Tahun ini, sesuai hasil sidang isbat awal Dzulhijah yang digelar Kemenag pada 29 Dzulkaidah 1443 H atau hari Rabu (29/6/2022), pemerintah memutuskan pelaksanaan Idul Adha pada Ahad 10 Juli 2022. Sedangkan PP Muhammadiyah menetapkan 1 Dzulhijah 1443 hijriah jatuh pada hari Kamis, 30 Juni 2022, dan Hari Arafah 9 Zulhijah 1443 hijriah jatuh pada hari Jumat, 8 Juli 2022.
Kaum musliminin biasanya akan berbeda pendapat dalam sikap sebagai berikut:
Ada yang ikut pemerintah dalam Arafah dan idhul adha secara mutlak.
Ada yang ikut Saudi Arabia dalam Arafah dan idhul adha secara mutlak.
Ada yang ikut Saudi Arabia dalam Arafah saja, sedangkan idhul adha tetap ikut pemerintah.
Masalah ini masalah yang diperselisihkan ulama. Adapun pendapat yang kuat menurut kami adalah tetap ikut negara masing-masing dengan beberapa argumen kuat sebagai berikut:
Pertama, hal ini sesuai dengan hadits Rasulullah ﷺ:
الصَّوْمُ يَوْمَ يَصُوْمُ النَّاسُ وَالْفِطْرُ يَوْمَ يُفْطِرُ النَّاسُ والأضحى يوم يضحي الناس
Puasa itu hari manusia berpuasa dan hari raya Idul Fitri itu hari manusia berhari raya Idul Fitri dan Idul Adha itu hari manusia berhari raya Idhul Adha.
Perhatikanlah, Nabi tidak membedakan antara Idul Fitri dan Idhul Adha. Abul Hasan as-Sindi berkata dalam Hasyiyah Ibnu Majah: “Dhohir hadits ini bahwa masalah-masalah ini (puasa, Idul Fitri dan Idhul Adha) bukan urusan pribadi, tetapi dikembalikan kepada imam dan jama’ah. Dan wajib bagi personil untuk mengikuti imam dan jama’ah. Oleh karenanya, apabila seorang melihat hilal lalu imam menolak persaksiannya, hendaknya dia tidak mengikuti pendapatnya tetapi dia harus mengikuti jama’ah dalam hal itu.”
Kedua, hal ini sesuai dengan kaidah-kaidah Islam:
حُكْمُ الْحَاكِمِ يَرْفَعُ الْخِلاَفَ
“Keputusan hakim menyelesaikan perselisihan.”

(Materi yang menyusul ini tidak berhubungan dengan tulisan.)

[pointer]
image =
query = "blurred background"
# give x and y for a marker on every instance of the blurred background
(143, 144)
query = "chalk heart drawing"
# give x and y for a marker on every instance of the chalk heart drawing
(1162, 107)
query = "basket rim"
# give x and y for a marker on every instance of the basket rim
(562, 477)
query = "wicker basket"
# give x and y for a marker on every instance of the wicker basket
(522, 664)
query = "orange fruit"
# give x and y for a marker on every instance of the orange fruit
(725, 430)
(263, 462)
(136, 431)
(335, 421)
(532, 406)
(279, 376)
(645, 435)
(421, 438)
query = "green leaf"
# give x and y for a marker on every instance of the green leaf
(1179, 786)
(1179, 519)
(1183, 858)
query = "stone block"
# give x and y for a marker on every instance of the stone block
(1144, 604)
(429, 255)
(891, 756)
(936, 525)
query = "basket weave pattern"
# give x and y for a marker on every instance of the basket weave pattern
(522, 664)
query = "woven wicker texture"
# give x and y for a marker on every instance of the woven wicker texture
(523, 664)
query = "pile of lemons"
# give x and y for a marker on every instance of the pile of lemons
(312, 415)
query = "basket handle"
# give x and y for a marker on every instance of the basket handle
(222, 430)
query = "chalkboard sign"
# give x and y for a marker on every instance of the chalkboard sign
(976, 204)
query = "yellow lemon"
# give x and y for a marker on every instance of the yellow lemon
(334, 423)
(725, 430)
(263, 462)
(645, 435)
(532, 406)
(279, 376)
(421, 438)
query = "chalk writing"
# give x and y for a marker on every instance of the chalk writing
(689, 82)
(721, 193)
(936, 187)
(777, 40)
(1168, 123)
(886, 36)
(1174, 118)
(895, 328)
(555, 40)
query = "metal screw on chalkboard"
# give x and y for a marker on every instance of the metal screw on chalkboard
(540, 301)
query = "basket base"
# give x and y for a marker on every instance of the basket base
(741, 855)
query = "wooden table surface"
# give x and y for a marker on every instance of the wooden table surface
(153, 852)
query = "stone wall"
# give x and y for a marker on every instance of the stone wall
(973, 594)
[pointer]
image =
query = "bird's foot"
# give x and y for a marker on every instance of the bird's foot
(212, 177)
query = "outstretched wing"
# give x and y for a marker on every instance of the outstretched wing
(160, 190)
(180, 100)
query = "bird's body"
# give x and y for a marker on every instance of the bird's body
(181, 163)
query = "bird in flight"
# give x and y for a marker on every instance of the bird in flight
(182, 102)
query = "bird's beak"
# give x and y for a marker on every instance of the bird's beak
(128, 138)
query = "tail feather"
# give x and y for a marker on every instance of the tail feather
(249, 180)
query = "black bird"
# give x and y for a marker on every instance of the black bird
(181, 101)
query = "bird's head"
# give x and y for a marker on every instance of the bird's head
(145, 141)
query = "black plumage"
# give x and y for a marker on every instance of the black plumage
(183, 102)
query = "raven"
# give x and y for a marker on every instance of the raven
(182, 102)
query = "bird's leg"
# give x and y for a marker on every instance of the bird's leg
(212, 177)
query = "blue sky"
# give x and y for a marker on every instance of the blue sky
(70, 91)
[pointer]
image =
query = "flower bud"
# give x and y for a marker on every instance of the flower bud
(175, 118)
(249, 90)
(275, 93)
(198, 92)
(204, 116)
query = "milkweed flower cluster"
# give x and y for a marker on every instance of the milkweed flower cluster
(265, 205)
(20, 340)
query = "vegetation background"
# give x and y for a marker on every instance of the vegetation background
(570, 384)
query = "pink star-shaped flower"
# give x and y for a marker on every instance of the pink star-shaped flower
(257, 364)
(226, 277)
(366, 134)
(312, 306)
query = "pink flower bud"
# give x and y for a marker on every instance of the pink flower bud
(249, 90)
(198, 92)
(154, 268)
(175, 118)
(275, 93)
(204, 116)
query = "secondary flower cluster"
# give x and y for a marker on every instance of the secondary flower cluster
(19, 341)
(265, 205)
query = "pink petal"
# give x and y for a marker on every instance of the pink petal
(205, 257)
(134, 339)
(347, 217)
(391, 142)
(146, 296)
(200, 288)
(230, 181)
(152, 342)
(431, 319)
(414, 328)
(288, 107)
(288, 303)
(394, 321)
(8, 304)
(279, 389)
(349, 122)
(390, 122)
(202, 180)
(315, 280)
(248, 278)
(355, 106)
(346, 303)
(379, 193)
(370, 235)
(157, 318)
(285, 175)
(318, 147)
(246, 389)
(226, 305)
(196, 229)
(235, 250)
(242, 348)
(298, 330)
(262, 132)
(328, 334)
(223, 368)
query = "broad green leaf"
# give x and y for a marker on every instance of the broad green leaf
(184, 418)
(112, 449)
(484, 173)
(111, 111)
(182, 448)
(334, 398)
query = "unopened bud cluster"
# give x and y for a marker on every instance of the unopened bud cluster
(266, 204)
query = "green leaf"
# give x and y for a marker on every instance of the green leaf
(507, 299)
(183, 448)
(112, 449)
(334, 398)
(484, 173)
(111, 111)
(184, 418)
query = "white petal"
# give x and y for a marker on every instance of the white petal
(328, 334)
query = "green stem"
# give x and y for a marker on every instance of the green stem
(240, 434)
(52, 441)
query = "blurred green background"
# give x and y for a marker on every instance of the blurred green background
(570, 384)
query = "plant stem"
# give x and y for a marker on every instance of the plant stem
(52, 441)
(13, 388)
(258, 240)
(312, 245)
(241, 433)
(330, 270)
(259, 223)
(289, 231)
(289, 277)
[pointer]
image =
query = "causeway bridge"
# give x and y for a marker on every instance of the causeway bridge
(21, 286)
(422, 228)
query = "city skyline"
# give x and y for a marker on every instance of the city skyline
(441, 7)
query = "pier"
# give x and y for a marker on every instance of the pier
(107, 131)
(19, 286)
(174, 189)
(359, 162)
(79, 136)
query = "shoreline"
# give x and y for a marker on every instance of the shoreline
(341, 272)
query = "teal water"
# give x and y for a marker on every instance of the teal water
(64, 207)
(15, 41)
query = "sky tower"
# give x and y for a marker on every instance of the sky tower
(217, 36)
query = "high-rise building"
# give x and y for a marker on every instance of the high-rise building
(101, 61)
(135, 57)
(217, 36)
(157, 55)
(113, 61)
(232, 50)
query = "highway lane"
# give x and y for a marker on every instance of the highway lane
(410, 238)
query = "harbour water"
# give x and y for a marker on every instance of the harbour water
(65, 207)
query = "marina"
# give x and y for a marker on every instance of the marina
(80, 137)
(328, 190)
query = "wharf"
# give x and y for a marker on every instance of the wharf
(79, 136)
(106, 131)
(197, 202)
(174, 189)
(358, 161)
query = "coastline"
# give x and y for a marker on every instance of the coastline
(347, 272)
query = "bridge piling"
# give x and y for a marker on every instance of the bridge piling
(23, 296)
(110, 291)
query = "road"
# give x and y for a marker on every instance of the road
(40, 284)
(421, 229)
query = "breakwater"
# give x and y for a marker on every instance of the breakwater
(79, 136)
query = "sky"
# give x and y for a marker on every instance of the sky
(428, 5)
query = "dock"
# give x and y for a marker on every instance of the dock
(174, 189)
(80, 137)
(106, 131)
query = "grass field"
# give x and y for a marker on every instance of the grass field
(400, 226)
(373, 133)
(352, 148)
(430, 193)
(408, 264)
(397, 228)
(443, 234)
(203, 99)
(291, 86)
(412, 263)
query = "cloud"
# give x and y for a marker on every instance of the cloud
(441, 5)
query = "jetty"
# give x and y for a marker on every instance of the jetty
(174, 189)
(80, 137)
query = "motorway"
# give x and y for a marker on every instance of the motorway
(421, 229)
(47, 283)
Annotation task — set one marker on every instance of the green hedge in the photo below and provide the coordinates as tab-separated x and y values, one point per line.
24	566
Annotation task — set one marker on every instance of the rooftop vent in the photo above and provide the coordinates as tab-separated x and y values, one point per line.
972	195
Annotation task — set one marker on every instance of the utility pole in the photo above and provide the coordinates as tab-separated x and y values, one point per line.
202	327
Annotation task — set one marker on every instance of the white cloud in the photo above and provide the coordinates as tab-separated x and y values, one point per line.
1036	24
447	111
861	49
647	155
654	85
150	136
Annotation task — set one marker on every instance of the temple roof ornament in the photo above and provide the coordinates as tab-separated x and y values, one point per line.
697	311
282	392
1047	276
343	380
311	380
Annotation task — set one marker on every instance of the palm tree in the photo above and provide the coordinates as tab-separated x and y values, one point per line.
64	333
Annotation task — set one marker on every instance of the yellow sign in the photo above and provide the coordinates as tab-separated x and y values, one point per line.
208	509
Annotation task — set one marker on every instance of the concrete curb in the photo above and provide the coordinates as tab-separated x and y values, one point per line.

Oleh karenanya, para fuqaha’ menegaskan bahwa hukum/keputusan pemerintah dalam masalah ini menyelesaikan perselisihan dan perbedaan pendapat, karena hal ini akan membawa kemaslahatan persatuan kaum muslimin yang juga merupakan kaidah agung dalam Islam. (Lihat Al-Istidzkar Ibnu Abdil Barr 10/29 dan Rosail Ibnu Abidin 1/253).
Alangkah bagusnya ucapan Imam asy-Syaukani tatkala mengatakan: “Persatuan hati dan persatuan barisan kaum muslimin serta membendung segala celah perpecahan merupakan tujuan syari’at yang sangat agung dan pokok di antara pokok-pokok besar agama Islam. Hal ini diketahui oleh setiap orang yang mempelajari petunjuk Nabi yang mulia dan dalil-dalil Al-Qur’an dan sunnah”. (dalam Al-Fathur Robbani 6/2847-2848).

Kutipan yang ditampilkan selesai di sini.